ゼオライト、シリカ、アルミナを始めとする金属酸化物や活性炭などの多孔性物質は触媒、触媒担体、吸着剤など、様々な工業的価値を有する。特に、高度に細孔の発達した材料は、反応や吸着における選択性が高いこと、触媒担体として用いた場合、触媒活性種の分散性が高いことなどが知られており、カーボンナノチューブ、カーボンナノホーン、窒化ホウ素ナノチューブなどが注目されている。しかしながら、これらの物質は大きなスケールでの製造が困難であり、工業的に安価に提供することには限界がある。
一方、多孔性物質の将来的に重要な用途として水素やメタンの貯蔵、輸送への応用がある。この中でも特に水素の貯蔵、輸送は技術的に困難であるが非常に重要である。
水素は石油精製、化学産業などをはじめとしてあらゆる産業分野において広く用いられているが、特に近年、将来のエネルギーとして注目されてきており、燃料電池を中心に研究が進められている。しかし、水素ガスは熱量あたりの体積が大きく、また液化に必要なエネルギーも大きいため、そのまま貯蔵、輸送することは難しいという問題がある(例えば、非特許文献1参照。)。従って、燃料電池自動車のような移動体および分散電源として燃料電池を用いる場合など、水素を効率的に輸送し貯蔵する技術が求められていた。
この方法として、水素を液体水素として貯蔵・運搬し使用する方法が提案されているが、液化温度が−253℃という極低温であるため取り扱いにくい、液化に必要なエネルギーが膨大でありトータルとしてのエネルギー効率が低いという問題がある(例えば、非特許文献2参照。)。
これに対し、水素を高圧ガスとして運搬し使用する方法が実用化されている。しかし、この方法は危険な高圧ガスを取り扱うこと、35MPaなどのきわめて高圧にしても体積が過大になり小型化が困難なことなどの問題がある(例えば、非特許文献3参照。)。

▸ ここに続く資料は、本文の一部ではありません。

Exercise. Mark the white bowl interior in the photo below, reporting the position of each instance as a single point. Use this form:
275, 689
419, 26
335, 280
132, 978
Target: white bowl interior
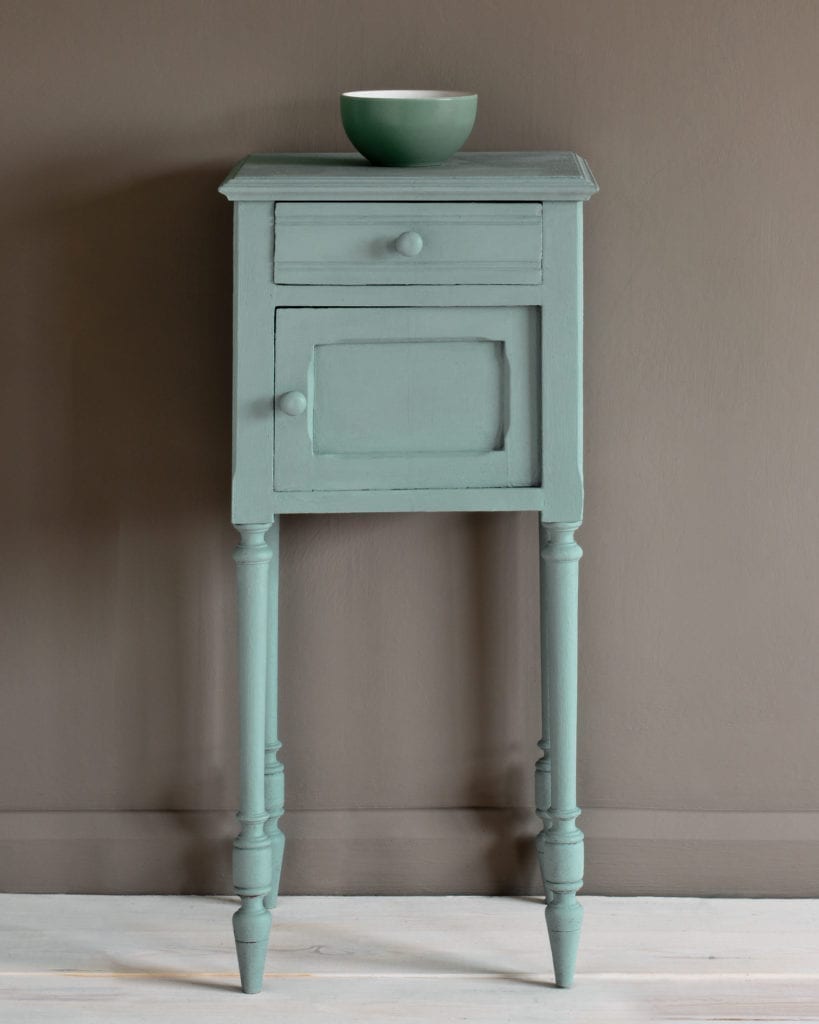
406, 94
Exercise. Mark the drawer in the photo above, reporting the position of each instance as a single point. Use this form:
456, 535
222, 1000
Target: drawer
405, 398
457, 243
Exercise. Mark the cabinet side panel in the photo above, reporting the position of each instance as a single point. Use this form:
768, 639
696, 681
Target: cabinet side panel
253, 363
562, 363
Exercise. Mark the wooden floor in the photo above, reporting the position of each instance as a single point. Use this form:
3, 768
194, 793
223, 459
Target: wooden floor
419, 960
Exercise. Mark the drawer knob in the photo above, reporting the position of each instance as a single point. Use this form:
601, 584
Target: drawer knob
410, 244
293, 402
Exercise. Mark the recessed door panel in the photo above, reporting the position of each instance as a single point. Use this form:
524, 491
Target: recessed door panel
397, 398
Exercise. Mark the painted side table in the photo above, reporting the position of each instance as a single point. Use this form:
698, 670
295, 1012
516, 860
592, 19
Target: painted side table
406, 339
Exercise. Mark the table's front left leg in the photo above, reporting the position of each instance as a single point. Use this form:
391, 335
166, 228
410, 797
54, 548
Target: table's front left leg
252, 849
562, 846
273, 769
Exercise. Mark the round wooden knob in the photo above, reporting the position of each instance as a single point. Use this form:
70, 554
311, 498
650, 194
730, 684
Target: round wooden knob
410, 244
293, 402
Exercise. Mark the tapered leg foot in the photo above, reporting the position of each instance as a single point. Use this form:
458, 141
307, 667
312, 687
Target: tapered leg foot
251, 930
563, 919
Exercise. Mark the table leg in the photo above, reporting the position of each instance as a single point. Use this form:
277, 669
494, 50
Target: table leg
273, 769
252, 849
560, 847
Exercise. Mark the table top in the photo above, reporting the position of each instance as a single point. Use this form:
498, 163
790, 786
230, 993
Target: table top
551, 175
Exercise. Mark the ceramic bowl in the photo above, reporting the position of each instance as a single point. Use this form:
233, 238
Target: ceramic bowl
407, 127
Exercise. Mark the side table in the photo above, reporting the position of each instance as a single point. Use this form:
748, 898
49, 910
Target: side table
406, 339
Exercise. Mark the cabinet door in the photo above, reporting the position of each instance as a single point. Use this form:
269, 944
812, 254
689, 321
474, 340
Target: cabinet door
406, 398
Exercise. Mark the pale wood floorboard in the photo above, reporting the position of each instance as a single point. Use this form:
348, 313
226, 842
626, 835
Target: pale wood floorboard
348, 960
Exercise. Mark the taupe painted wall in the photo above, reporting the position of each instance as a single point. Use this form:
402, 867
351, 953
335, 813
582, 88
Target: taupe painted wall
410, 643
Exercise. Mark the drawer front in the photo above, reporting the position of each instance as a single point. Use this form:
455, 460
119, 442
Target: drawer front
358, 244
406, 398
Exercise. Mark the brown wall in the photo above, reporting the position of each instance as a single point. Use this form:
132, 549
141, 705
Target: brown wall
410, 646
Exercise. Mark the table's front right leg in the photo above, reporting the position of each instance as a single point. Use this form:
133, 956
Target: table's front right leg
273, 769
561, 846
252, 849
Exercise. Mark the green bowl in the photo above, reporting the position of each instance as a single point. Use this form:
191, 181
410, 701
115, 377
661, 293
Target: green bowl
407, 127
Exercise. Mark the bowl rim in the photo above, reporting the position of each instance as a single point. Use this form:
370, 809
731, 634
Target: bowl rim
407, 94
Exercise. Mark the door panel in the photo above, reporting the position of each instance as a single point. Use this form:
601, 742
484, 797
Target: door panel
406, 398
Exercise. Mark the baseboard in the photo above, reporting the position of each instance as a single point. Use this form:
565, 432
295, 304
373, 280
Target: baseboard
629, 852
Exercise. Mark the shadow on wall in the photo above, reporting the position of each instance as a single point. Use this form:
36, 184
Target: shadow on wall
117, 363
118, 587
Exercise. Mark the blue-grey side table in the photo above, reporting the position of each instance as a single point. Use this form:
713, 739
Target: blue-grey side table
406, 339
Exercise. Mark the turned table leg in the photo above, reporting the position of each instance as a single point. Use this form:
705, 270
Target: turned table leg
560, 846
273, 769
252, 849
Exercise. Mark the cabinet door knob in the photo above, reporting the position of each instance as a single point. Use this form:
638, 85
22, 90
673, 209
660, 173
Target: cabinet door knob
293, 402
410, 244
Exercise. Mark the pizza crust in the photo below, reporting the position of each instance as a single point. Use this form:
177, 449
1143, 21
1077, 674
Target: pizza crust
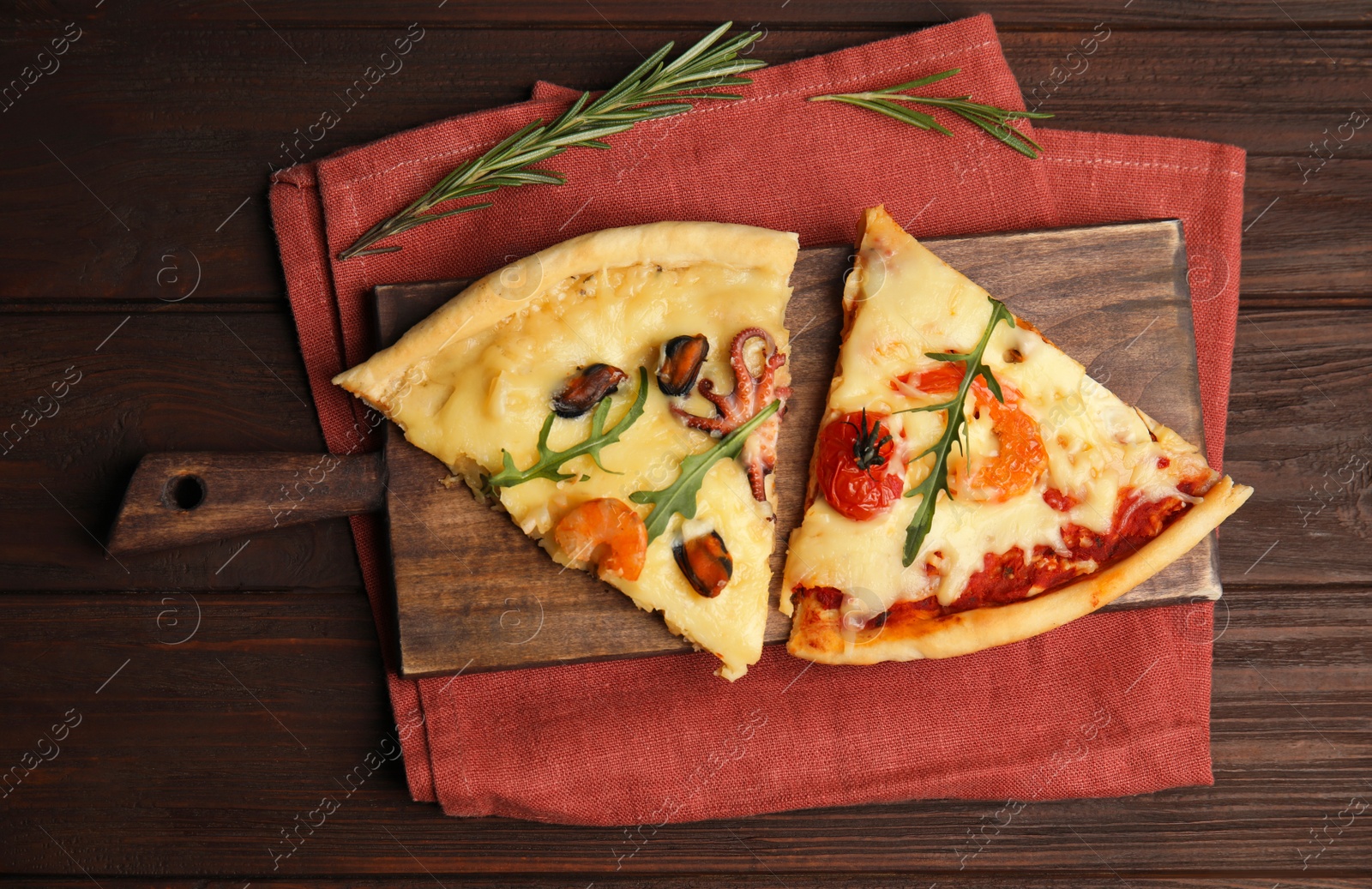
505, 292
818, 633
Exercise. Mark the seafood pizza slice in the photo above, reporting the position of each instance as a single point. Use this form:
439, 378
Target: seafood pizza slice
619, 395
971, 484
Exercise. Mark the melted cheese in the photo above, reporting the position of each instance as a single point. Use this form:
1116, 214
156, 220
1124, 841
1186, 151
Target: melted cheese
490, 391
906, 302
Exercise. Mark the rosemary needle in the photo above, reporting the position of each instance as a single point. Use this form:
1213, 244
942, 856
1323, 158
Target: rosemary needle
992, 120
655, 89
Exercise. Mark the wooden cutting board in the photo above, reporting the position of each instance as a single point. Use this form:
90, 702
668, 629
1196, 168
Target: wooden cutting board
472, 593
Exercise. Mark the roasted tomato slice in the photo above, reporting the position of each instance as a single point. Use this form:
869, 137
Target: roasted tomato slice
857, 468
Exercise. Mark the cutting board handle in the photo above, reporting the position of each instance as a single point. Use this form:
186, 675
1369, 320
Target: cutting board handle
184, 498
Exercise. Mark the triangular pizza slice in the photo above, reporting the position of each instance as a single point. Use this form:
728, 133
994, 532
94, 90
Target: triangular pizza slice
971, 484
619, 395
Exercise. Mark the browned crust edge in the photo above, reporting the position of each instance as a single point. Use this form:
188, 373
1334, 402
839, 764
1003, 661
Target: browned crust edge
818, 635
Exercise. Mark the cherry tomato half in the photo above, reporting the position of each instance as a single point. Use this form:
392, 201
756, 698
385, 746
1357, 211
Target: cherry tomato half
857, 470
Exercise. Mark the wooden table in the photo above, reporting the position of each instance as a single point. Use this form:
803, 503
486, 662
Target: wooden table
219, 692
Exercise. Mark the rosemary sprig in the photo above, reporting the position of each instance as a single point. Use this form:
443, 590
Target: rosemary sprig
937, 478
992, 120
653, 89
549, 463
679, 497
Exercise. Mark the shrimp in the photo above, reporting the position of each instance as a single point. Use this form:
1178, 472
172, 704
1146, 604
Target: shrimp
605, 532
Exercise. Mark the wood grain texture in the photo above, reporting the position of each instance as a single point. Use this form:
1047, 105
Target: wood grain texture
475, 593
180, 498
178, 765
628, 14
221, 120
171, 113
106, 388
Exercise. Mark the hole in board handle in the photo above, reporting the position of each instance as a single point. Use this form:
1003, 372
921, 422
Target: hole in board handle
184, 491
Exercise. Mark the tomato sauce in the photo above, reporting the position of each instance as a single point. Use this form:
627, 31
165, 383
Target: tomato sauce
1008, 576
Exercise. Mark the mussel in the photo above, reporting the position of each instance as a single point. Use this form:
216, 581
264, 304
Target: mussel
585, 388
706, 562
683, 357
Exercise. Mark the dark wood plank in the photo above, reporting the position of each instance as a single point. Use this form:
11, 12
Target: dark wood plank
468, 593
176, 768
628, 14
95, 393
183, 498
1300, 434
221, 120
683, 881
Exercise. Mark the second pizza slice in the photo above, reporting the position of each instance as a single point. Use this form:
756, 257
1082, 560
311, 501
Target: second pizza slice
971, 484
619, 395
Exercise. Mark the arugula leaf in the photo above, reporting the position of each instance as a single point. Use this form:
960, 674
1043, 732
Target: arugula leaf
937, 478
549, 463
679, 497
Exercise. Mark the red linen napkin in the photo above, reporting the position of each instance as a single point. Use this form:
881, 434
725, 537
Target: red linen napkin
1111, 704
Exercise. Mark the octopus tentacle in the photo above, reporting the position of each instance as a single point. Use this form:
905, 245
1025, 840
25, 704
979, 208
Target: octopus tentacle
751, 394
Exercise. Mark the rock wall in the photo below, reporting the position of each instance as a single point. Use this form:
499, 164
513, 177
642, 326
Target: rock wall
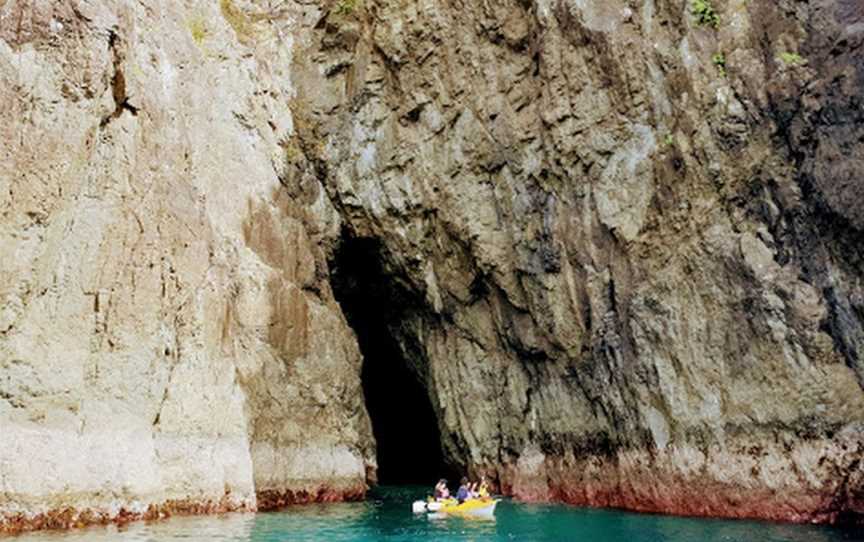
634, 242
168, 341
634, 236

水素吸蔵合金への吸蔵も有力な方法である。しかし、水素吸蔵量は通常3%程度であり、移動体などに用いるためには不十分であるばかりか重量が重くなりすぎる。さらに、水素放出時に多くの熱が必要であるためエネルギー効率が低くなる、システムが複雑になるなどの欠点を有している(例えば、非特許文献4参照。)。
一方、水素ガスをコンパクトに運搬する技術として水素吸蔵材料の利用が考えられている。この技術は、水素放出が常温で可能であるのでシステムがシンプルである上、一般に水素放出に熱を必要とせずエネルギー効率が高いなどの特徴があるため、材料の開発が盛んになされている。その中で、カーボンナノチューブやカーボンナノファイバーなどの材料が高い吸蔵量を示すとの報告があるが(例えば、非特許文献5参照。)、再現性が疑問視されており、十分な再現性を持ちながら高い吸蔵性能を持つ水素吸蔵材料の開発は未だ実現したとは言えない状況である。
したがって、高い吸蔵性能を持つ材料の開発が求められており、高い吸蔵能を持つ材料として、水素と同レベルのサイズの細孔を持つ材料が検討されている。その例が前述のカーボンナノチューブやカーボンナノファイバーであるが、その他に炭素系を中心として様々な材料が試みられている。また、カーボン以外の材料として、窒化ホウ素ナノチューブ(非特許文献6)や多孔性錯体(非特許文献7)などが報告されている。しかし、一部に高い吸蔵量を示す材料の報告があるものの信頼に足り得るデータとは言えないのが現状である。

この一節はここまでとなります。